Il padre di Sara Piffer ha raccontato al Corriere del Trentino di aver ascoltato la preghiera di suo figlio, coinvolto nello stesso incidente, e di aver perdonato l’uomo che, guidando un’auto, aveva da poco ucciso sua figlia (immagine Instagram in apertura). Forse è il solo modo per assorbire un colpo del genere e forse è possibile solo con una straordinaria fede in Dio. L’uomo ha definito la ragazza un dono e ha ringraziato Dio per avergliela mandata.
E’ già difficile accettare la morte di un figlio per un male oscuro che se lo porta via, ma se di mezzo c’è la mano dell’uomo, allora è diverso. Non so se io ci riuscirei. Forse è possibile solo se nasci e cresci in un posto come Palù di Giovo, che guarda il cielo negli occhi e la valle là in basso sembra infinitamente lontana.
La fretta e il bullismo
«Papà , noi stiamo sempre attenti – diceva a suo padre – sono gli altri che non stanno attenti a noi». E così è stato. Sara è morta proprio laggiù, dove le persone hanno fretta e dove il Trentino con gli anni è diventato rumoroso e distratto come altre parti d’Italia, in cui le biciclette sono l’anello più piccolo della catena alimentare.

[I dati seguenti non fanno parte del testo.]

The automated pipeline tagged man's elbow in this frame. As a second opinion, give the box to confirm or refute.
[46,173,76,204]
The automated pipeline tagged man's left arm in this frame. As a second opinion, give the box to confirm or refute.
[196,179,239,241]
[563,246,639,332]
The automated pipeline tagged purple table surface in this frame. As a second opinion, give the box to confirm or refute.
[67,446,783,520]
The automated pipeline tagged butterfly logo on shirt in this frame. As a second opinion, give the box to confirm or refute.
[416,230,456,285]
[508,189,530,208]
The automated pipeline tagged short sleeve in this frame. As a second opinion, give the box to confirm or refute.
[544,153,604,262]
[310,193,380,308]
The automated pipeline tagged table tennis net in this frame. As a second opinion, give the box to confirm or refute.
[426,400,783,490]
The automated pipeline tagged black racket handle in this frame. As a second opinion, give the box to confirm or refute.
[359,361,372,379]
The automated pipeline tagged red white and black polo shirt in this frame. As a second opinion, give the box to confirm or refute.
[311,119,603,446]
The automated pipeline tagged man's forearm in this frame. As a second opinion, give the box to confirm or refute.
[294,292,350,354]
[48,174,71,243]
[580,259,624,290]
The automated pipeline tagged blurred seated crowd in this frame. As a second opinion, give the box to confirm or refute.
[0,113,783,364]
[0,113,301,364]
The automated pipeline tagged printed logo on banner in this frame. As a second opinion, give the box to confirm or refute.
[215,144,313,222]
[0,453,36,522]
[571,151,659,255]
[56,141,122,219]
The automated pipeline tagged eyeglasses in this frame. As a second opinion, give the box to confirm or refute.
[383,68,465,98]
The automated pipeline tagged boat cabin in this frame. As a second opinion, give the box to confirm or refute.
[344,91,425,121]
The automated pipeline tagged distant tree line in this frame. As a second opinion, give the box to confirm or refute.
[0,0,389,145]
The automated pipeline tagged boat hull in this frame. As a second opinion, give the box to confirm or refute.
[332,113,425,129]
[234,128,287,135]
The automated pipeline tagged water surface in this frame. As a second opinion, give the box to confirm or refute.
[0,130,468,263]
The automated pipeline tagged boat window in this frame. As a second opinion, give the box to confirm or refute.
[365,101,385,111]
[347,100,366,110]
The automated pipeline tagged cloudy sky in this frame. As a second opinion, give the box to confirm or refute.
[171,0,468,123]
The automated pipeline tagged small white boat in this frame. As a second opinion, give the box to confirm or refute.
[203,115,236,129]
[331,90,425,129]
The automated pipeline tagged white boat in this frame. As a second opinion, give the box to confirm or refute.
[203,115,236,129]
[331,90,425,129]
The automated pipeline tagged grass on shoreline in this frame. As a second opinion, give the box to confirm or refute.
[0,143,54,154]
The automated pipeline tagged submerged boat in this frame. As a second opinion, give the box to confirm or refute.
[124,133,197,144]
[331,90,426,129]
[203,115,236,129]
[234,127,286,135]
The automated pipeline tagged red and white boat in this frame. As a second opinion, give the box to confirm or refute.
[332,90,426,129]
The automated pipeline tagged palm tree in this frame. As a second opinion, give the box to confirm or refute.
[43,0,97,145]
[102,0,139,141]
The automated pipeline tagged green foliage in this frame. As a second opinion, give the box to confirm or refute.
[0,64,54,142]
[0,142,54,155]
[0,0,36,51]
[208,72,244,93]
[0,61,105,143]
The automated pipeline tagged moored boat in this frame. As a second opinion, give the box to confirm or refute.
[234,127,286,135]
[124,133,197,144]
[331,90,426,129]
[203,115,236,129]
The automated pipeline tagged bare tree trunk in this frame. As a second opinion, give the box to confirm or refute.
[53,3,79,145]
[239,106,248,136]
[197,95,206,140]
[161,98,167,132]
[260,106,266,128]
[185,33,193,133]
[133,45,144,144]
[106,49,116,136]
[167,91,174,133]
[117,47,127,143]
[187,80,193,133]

La fretta. Aveva fretta la donna che ha ucciso Silvia Piccini, come pure l’uomo che ha ucciso Michele Scarponi. Aveva fretta il camionista che ha ucciso Davide Rebellin. Dicono sempre che avevano fretta, come chiunque non abbia ben chiaro che i limiti di velocità esistono unicamente per motivi di sicurezza. Ciò che sta diventando insopportabile è l’indulgenza verso i carnefici, che alla lunga si fa sempre largo nell’animo della gente buona del ciclismo.
La bontà sta diventando un limite, perché la gente dimentica. Il bullismo sulle strade, alla pari di quello nelle scuole, ha radici nella morbidezza con cui viene affrontato. Nella debolezza davanti alle frasi deliranti di Vittorio Feltri. Nel tollerare un certo modo di esprimersi sui social che legittimano l’aggressione al ciclista. In questo Giorno della Memoria, paragonare i ciclisti sulle strade a quello che accadeva in quegli anni maledetti appare meno fuori luogo di quel che si potrebbe pensare.
Per colpa di tutti
La fretta è il male di questo secolo popolato di tecnologie che rendono tutto possibile. Avete mai avuto, guidando, l’impulso di riempire il tempo comunicando con qualcuno, cercando un’informazione sul web, mandando un messaggio? Avete mai provato a fare un esercizio di autodisciplina, riservandovi di farlo quando vi sarete fermati? Avete provato la sensazione di frustrazione di quando il telefono non ha campo e vi sentite fuori dal mondo o impossibilitati a ottimizzare il tempo, organizzando il lavoro nel tempo della guida?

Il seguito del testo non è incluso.